J’ai pris une feuille blanche, j’y ai mis toutes les contraintes que je n’aimais pas dans un hôtel et j’ai essayé de trouver des réponses pour prendre soin des clients et créer des moments inoubliables qu’ils vont chérir. Donc, il n’y a pas de clef, pas de bar, pas de salle à manger, pas de restaurant. Il n’y a qu’une équipe qui crée des mises en scène pour vous seul. Jamais au même endroit, jamais dans la même vaisselle, jamais la même recette.

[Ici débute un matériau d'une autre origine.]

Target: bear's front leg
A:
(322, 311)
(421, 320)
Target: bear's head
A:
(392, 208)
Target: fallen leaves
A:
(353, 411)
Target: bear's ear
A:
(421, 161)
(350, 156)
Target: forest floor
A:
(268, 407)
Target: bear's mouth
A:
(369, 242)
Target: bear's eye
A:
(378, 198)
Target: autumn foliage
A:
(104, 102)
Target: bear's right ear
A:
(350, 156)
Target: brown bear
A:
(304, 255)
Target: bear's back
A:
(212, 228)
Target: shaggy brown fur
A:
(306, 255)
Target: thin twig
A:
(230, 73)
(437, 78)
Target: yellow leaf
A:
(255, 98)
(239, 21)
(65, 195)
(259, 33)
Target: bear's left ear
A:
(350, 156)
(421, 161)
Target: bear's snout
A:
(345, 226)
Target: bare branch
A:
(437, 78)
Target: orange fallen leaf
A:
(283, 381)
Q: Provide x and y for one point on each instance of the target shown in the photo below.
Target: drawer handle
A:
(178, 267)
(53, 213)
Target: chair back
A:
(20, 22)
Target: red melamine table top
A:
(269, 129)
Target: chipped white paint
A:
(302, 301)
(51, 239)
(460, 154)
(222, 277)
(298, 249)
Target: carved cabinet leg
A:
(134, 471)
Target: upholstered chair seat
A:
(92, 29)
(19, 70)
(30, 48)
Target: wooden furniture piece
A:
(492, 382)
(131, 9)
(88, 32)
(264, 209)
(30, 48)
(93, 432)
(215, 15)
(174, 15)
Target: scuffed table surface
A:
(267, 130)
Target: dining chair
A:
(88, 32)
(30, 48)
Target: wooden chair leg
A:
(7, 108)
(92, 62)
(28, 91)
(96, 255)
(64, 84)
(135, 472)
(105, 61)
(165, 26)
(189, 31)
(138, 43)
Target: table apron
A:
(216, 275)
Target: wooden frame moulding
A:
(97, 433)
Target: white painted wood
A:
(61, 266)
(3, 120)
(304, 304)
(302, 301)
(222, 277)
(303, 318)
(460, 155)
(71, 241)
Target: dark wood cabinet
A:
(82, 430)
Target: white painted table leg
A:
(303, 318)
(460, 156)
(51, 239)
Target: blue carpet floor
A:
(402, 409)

Là où vous êtes, les autres clients ne sont pas. La Maison des Rêves, c’est créer des moments, pas des expériences. Thierry me raconte alors une arrivée dans un hôtel en Asie : après un check in catastrophique, où j’ai dû attendre un temps infini mes bagages, il y avait 14 mots différents de bienvenue dans ma chambre. Et l’un d’entre eux disait : « comme nous prenons soin de votre santé, nous avons nettoyé la télécommande ». Chez nous, le client arrive, sa chambre est prête, il n’y a pas de check in, il la gardera jusqu’à son départ. Et l’on va tout faire pour qu’il se souvienne de son séjour et qu’il vive des heures plus belles que dans ses rêves.

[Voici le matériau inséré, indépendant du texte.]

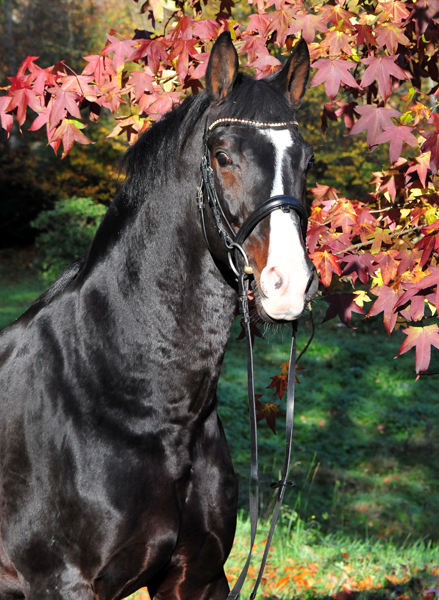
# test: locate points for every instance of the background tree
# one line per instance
(377, 61)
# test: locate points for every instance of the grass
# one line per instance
(305, 565)
(362, 520)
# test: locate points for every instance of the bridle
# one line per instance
(207, 195)
(206, 190)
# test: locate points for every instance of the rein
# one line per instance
(240, 265)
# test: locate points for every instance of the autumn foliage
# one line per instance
(377, 61)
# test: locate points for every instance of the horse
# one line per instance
(115, 472)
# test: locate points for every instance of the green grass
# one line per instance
(20, 284)
(362, 520)
(304, 564)
(366, 448)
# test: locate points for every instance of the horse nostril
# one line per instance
(273, 281)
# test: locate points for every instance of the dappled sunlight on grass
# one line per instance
(371, 428)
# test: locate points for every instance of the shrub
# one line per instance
(66, 233)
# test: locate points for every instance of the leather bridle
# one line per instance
(206, 194)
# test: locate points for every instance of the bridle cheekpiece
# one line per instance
(207, 191)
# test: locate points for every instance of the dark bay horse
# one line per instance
(115, 473)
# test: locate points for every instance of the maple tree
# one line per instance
(377, 63)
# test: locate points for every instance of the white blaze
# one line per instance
(285, 277)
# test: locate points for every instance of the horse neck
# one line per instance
(155, 280)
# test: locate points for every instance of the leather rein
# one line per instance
(206, 194)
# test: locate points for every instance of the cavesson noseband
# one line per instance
(239, 263)
(233, 241)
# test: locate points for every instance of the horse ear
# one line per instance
(293, 77)
(222, 68)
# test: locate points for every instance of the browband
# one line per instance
(232, 121)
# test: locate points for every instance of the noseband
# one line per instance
(239, 263)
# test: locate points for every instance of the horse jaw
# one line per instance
(284, 280)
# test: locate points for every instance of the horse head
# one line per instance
(257, 162)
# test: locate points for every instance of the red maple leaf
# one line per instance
(422, 338)
(120, 48)
(344, 217)
(64, 102)
(388, 265)
(280, 382)
(324, 192)
(346, 109)
(390, 35)
(253, 45)
(280, 21)
(258, 23)
(254, 332)
(267, 411)
(142, 82)
(380, 69)
(6, 119)
(379, 237)
(387, 299)
(396, 135)
(335, 13)
(100, 67)
(327, 264)
(183, 29)
(154, 51)
(337, 41)
(205, 29)
(333, 73)
(421, 167)
(77, 83)
(181, 51)
(373, 120)
(358, 266)
(20, 100)
(265, 64)
(342, 305)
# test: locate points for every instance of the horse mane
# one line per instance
(148, 162)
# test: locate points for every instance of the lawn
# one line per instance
(361, 521)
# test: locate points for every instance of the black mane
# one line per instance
(148, 162)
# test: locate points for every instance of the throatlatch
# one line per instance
(240, 265)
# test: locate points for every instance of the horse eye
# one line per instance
(223, 159)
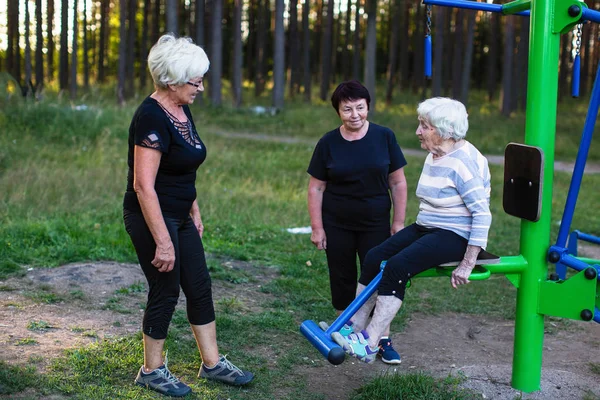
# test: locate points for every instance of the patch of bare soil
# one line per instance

Où sont-elles implantées aujourd’hui ?

Les Maisons des Rêves aujourd’hui se trouvent au Maroc : 2 camps « La Route du Sud » ou un parcours exclusif en 5 étapes longeant les oasis du Sud marocain, et Dar Ahlam aux portes du désert près de Ouarzazate dans la palmeraie de Skoura.
La Maison au Portugal, elle, a été rachetée par un client. Au Brésil, j’attends depuis 7 ans un permis de construire.

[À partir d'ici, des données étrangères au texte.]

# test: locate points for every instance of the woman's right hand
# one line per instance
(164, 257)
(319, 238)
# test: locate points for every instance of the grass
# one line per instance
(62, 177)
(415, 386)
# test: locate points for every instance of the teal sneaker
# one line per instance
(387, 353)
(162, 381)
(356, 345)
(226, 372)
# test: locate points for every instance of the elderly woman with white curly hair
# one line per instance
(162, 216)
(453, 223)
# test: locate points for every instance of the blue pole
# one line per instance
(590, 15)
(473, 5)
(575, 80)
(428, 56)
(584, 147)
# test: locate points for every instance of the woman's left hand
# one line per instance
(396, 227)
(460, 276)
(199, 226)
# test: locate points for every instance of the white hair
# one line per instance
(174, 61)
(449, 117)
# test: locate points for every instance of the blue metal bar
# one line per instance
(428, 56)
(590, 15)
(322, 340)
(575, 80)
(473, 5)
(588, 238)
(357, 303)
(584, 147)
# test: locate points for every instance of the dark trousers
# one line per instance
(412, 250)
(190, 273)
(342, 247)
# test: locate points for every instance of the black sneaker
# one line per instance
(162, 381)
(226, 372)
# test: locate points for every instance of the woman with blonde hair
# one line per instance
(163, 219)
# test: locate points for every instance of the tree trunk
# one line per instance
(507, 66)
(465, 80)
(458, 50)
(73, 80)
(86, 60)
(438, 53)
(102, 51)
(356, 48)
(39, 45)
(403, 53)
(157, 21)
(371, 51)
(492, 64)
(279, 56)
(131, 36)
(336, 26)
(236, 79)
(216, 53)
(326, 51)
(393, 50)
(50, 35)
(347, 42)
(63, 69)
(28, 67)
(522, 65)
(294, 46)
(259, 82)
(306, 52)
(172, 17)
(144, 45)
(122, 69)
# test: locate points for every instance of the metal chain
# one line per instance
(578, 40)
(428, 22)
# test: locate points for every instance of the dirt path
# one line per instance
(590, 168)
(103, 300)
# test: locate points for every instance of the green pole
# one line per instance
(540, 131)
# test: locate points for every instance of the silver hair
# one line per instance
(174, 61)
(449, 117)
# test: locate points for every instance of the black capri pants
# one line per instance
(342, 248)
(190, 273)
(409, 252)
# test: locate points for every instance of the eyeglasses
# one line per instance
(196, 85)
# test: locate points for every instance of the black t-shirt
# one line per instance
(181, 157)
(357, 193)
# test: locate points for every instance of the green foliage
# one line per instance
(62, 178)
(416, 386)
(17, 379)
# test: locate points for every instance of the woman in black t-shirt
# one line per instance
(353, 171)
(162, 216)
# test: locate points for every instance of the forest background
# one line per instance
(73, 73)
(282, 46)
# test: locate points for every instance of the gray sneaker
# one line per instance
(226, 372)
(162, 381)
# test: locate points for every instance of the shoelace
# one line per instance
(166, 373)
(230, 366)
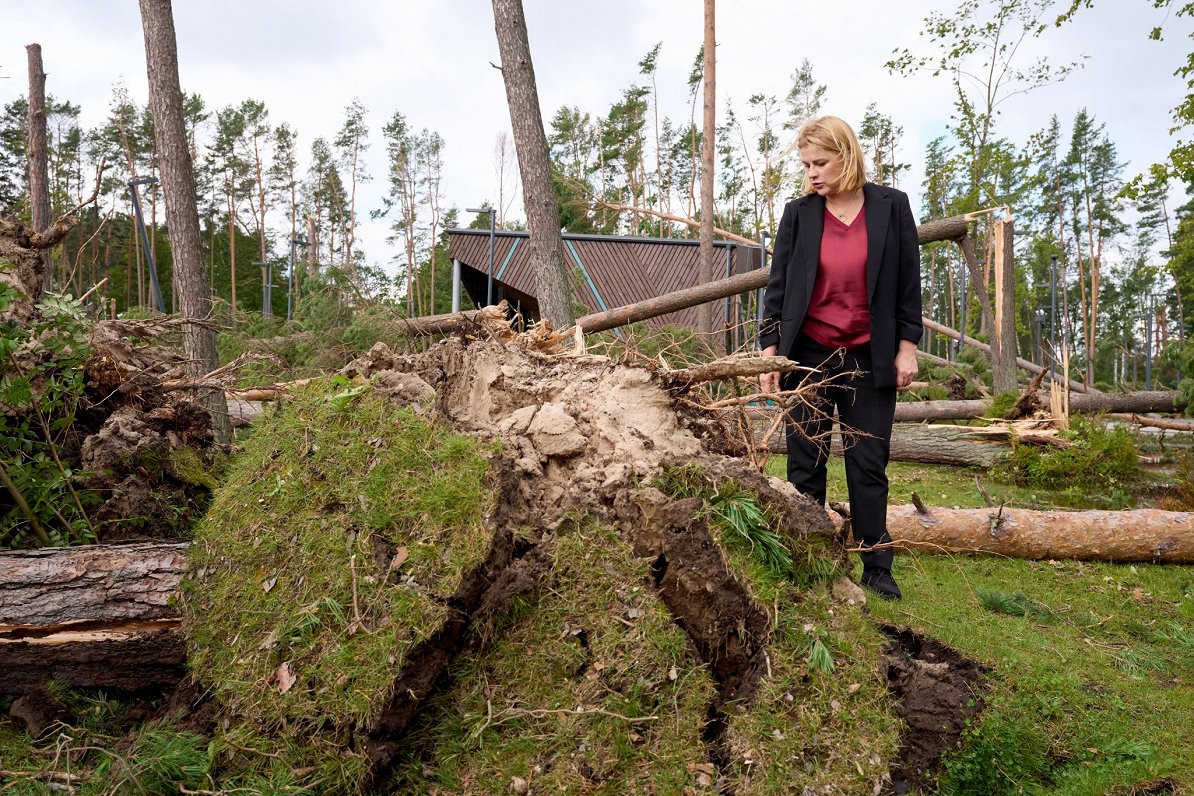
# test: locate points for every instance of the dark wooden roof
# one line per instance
(607, 271)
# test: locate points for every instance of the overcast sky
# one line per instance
(431, 60)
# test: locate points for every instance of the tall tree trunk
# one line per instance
(534, 165)
(232, 250)
(312, 247)
(38, 167)
(182, 214)
(708, 137)
(1003, 365)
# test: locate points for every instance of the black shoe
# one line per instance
(881, 582)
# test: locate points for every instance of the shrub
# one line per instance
(41, 383)
(1097, 456)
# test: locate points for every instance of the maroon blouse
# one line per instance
(838, 312)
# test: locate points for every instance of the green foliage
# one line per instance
(288, 565)
(736, 511)
(1088, 702)
(819, 658)
(1182, 498)
(1014, 604)
(589, 672)
(158, 761)
(997, 756)
(41, 383)
(1097, 457)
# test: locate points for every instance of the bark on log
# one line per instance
(725, 369)
(1143, 535)
(930, 232)
(91, 616)
(1115, 402)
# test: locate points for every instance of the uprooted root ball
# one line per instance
(472, 571)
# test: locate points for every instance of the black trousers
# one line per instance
(866, 413)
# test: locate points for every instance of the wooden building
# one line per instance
(607, 271)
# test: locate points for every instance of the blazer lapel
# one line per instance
(879, 213)
(812, 226)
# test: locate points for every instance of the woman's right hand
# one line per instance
(769, 382)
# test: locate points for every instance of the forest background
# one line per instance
(381, 125)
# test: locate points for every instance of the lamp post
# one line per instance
(266, 288)
(762, 291)
(145, 238)
(295, 241)
(493, 222)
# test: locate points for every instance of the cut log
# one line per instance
(1033, 368)
(1169, 401)
(1143, 535)
(942, 229)
(1157, 423)
(959, 445)
(91, 616)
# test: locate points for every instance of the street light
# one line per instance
(493, 221)
(761, 291)
(266, 289)
(295, 241)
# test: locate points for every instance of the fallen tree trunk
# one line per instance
(1143, 535)
(93, 616)
(959, 445)
(1033, 368)
(100, 616)
(953, 228)
(1168, 401)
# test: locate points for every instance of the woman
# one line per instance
(844, 296)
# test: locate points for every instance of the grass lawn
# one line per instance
(1091, 665)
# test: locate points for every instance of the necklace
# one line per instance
(841, 215)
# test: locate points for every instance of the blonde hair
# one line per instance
(835, 136)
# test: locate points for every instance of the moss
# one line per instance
(586, 686)
(188, 467)
(813, 729)
(331, 551)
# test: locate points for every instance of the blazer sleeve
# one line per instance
(909, 324)
(776, 284)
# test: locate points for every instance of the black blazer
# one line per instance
(893, 275)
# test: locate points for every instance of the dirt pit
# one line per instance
(937, 692)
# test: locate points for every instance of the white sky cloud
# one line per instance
(308, 59)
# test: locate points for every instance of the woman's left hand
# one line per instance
(905, 363)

Racontez-nous l’histoire des « 700’000 heures » ?


Tout ce que j’ai fait est né il y a 18 ans. Tout seul dans mon coin. Tout le monde en parle aujourd’hui comme si c’était une évidence. Mais, on peut encore aller plus loin.
Quand vous vivez une expérience extraordinaire, vous ne voulez pas la revivre. Vous avez peur d’être déçu, de casser les souvenirs que vous chérissez. En fait, vous aimeriez vivre la même chose, mais ailleurs. Donc pour garder vos repeat guests, c’est beaucoup de temps, d’énergie, d’amour car ils ont envie de revivre la même chose mais pas dans la même culture
Autre chose : les plus belles maisons du monde existent mais elles sont privées et sont fermées une grande partie de l’année.

Alors, je les cherche, c’est ce que j’ai fait au Brésil, en Italie dans Les Pouilles ou au Cambodge. Je n’ai pas créé un hôtel itinérant mais un happening hôtelier. Parfois, un artiste va en résidence quelque part, il s’installe et crée des oeuvres in situ. Moi, je vais m’installer dans un lieu, et à la place d’œuvres, je crée des moments pour mes clients avec ma vaisselle, mon linge, mes équipes et tous les 6 mois, on change et on surprend. 700'000 heures, c’est découvrir un pays, un univers, une culture à travers mes yeux, ma façon de vivre les choses.

Enfin, je ne travaille qu’avec des non professionnels. En Italie, par exemple, c’étaient 50% des jeunes issus du village à côté et 50% des migrants : « apprendre à se connaitre pour mieux vivre et travailler ensemble ». Au Cambodge, avec des ONG et des personnes qui vivent dans la rue. C’est la stratégie du colibri.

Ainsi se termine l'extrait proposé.